Best performance for simple map (multicore etc.)

stiegi · May 16, 2023, 6:28am

Let’s say we have an elixir app, and its whole purpose is to get, hold and provide data in a simple format as this:

%{
    "1" => ["a", "b", "c"], 
    "2" => ["a", "b", "c"],
    ....
    "289237428" => ["x", "y", "z"]
}

So dynamic keys and lists of strings are added at runtime, basically like a very simple in-memory database.

Now I am wondering how I can implement an app like this as performant as possible. If I just create a simple map, it will run on one core only, but if that app is used by a lot of processes, this might be a bottleneck.

So I was thinking of creating a supervised app that creates processes dynamically, and instead of a key in the map I’d use the process id as the identifier, so each list would be its own process. Do you think that this is a valid solution? Are there other ways or maybe you know a library that solves this?

Thank you very much in advance for your input.

D4no0 · May 16, 2023, 6:31am

Take a look at ETS, it should fit you requirements perfectly.

stiegi · May 16, 2023, 9:04am

Thank you very much! One question though: if you have really large lists of strings, do you think it is better to use one table with a lot of keys, or every list of strings gets its own ETS table?

D4no0 · May 16, 2023, 9:07am

This depends on what you want to achieve, from the perspective of performance I think both approaches should have the same performance, the only reason I would split it in multiple ets tables would be in the case you want to partially load some data.
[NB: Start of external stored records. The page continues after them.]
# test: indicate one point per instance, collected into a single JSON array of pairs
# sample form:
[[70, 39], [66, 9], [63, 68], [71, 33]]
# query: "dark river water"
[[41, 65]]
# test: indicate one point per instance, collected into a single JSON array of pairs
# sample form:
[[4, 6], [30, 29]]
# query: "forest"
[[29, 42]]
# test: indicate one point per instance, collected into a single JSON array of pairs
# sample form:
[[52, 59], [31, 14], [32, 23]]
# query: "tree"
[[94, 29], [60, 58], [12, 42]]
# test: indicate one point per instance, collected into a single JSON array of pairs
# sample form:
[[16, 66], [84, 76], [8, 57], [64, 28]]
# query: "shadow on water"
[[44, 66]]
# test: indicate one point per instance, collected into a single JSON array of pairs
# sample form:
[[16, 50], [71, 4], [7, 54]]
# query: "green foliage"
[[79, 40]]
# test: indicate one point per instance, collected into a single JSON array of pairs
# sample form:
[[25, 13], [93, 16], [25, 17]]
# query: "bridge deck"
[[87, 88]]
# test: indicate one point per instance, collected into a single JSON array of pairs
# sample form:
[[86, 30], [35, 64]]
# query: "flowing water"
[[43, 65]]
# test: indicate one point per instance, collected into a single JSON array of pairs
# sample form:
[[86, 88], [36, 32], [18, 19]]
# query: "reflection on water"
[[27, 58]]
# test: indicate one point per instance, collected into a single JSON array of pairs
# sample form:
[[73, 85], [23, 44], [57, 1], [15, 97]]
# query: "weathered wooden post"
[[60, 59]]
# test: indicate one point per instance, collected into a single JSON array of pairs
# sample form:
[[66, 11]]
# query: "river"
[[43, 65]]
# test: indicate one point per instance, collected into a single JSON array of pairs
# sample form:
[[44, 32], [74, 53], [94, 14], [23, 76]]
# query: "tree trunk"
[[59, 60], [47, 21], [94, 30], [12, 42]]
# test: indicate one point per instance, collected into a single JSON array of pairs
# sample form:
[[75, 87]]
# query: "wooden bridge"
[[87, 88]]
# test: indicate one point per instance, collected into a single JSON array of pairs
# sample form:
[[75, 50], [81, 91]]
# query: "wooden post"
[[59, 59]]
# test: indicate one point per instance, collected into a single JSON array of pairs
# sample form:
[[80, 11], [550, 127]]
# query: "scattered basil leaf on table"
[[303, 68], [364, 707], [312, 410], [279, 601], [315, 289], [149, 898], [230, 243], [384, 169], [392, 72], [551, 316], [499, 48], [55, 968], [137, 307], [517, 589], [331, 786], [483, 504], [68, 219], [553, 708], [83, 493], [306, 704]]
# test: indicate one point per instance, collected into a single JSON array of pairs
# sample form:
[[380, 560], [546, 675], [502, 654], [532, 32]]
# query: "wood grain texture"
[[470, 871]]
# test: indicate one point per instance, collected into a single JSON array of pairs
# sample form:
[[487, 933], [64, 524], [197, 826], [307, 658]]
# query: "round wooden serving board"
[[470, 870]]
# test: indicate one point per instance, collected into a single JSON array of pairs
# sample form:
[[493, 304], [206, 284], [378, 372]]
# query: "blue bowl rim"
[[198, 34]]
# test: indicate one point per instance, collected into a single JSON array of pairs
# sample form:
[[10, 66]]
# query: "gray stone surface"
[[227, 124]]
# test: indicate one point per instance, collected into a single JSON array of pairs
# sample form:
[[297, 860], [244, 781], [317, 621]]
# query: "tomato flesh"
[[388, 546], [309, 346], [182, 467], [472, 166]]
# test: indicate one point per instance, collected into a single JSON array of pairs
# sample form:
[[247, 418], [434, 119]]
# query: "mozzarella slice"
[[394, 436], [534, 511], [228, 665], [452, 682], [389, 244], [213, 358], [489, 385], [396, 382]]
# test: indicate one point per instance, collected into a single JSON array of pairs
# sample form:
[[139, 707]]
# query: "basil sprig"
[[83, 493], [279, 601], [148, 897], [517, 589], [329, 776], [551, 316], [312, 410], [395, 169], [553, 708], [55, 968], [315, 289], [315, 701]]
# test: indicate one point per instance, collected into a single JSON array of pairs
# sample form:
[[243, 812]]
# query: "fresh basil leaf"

stevensonmt · May 16, 2023, 5:58pm

If you anticipate a large number of ETS tables it may be worth pointing out this note from the Erlang docs:

The number of tables stored at one Erlang node used to be limited. This is no longer the case (except by memory usage). The previous default limit was about 1400 tables and could be increased by setting the environment variable ERL_MAX_ETS_TABLES or the command line option +e before starting the Erlang runtime system. This hard limit has been removed, but it is currently useful to set the ERL_MAX_ETS_TABLES anyway. It should be set to an approximate of the maximum amount of tables used since an internal table for named tables is sized using this value. If large amounts of named tables are used and ERL_MAX_ETS_TABLES hasn’t been increased, the performance of named table lookup will degrade.

stiegi · May 17, 2023, 6:55am

Interesting. The question is what happens if you go beyond a limit. Does ets throw an error, is an old entry overwritten… Anyway, I think I will try using one table.

jhogberg · May 17, 2023, 9:27am

Nothing happens, it’s just that if the amount of named ETS tables exceeds that figure, the lookup of said tables by their names will degrade a pinch (the table operations themselves will have the same performance).

There will be no difference in performance for unnamed tables, and you can always mitigate the lookup cost by caching the result of ets:whereis/1.